TRA LIBERTA' E PRIGIONE
(...) Una normale recettività alle sensazioni e alle emozioni scorticherebbe vivi. Una certa ottusità protegge, e consente la crescita dell'illusione. La necessità dell'illusione e del gioco combatte la " vera follia " stemperandone la tragedia. Il matto non gioca mai, ma edifica monumenti capovolti. L' artista gioca sempre, edificando gli stessi monumenti. Nessun folle inventa dal nulla il suo delirio, ma lo assembla pezzo per pezzo con i propri fantasmi misti agli eventi e alle cose della realtà, per riparare quella che resta la sua frattura insanabile : la vita come lutto della vita. Alcuni scrittori - il primo Buchner, con il suo racconto Lenz - hanno cercato di rappresentare la figura del folle come se questa potesse, per le sue caratteristiche di esclusione dal mondo e di veggenza interiore, ricordare la figura dell'artista. In parte è vero.

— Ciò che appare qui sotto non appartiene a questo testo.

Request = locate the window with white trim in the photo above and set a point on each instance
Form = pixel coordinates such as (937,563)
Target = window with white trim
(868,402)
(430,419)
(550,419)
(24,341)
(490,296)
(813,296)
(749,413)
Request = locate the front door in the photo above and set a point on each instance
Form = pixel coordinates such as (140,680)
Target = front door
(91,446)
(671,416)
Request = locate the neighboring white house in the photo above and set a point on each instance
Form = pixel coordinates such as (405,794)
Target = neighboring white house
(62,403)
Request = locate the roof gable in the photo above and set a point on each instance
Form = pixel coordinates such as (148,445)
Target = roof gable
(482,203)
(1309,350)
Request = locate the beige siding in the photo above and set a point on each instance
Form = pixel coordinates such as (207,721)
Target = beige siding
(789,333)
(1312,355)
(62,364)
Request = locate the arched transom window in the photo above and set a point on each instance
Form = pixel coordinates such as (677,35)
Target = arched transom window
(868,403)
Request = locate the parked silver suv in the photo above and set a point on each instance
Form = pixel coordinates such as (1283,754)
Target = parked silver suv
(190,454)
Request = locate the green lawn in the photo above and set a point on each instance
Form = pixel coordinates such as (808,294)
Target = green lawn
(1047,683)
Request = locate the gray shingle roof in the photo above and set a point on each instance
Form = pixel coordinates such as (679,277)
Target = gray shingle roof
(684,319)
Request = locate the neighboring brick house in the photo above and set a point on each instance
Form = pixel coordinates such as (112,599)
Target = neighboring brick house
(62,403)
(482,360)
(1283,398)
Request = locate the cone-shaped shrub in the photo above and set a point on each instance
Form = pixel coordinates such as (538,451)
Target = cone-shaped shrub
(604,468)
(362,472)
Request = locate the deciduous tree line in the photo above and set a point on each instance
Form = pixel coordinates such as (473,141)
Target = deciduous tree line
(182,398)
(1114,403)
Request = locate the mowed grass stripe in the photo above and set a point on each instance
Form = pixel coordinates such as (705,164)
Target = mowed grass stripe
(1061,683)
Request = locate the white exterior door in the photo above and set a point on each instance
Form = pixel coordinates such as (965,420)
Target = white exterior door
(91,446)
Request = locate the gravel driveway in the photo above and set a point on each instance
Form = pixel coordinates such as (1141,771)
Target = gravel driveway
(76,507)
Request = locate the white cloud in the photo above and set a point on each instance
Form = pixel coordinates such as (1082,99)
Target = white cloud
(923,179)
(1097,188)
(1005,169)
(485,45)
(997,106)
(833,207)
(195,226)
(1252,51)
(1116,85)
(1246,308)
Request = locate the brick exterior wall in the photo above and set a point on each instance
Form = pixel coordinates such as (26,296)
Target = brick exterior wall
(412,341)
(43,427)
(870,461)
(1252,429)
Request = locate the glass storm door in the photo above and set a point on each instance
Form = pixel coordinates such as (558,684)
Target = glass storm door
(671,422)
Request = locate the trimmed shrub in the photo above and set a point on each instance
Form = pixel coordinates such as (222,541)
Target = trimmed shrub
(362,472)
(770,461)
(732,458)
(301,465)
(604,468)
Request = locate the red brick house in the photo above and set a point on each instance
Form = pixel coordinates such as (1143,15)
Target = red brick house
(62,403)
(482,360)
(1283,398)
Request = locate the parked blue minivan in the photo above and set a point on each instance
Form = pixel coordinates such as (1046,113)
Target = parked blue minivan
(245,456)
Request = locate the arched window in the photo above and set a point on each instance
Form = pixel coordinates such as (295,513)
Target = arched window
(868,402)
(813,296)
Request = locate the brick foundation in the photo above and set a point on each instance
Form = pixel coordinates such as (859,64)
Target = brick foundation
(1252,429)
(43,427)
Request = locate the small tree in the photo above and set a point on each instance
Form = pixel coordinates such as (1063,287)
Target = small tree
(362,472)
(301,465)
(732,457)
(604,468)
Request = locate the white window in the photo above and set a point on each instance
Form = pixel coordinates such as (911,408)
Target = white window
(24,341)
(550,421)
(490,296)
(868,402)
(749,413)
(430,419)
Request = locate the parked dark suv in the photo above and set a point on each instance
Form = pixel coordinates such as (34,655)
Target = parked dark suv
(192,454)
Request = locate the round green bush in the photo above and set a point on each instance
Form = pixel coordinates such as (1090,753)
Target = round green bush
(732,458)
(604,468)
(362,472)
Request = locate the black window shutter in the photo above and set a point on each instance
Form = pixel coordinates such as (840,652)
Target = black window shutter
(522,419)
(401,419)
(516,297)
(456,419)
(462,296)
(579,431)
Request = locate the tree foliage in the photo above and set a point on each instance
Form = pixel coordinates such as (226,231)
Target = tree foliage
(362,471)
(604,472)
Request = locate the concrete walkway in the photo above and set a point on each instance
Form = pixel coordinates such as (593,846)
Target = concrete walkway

Georges Braque osserva che l'artista, nell'attimo in cui rischia la malattia psichica, prova assurde esperienze, interne ed esterne, ma poi, nel momento successivo, un'ossessione gli si radica nelle dita, gli si imprime nella mente. E allora il pittore deve fare il quadro e liberarsene, oppure muore. Insomma, l'arte non può sottrarsi ai suoi incubi mentali, ma da questi deve estrarre il suo quadro - il suo limite. Liberarsene. Poi, a opera finita, ricominciare a farsi possedere dall'incubo successivo. Nessuna arte ha una fine reale, ma solo una serie di piccole vertigini, di catastrofi e approdi, utili solo per ripartire ancora, riprendere fiato, rinnovare il rito. Interminabilmente. Solo quando si sa che ( la scrittura nasce quando non si sta né troppo bene né troppo male- Lorenzo Pittaluga ), solo allora è possibile dire la sofferenza con parole che la evocano ma non la mostrano, la nascondono e la rivelano . (...)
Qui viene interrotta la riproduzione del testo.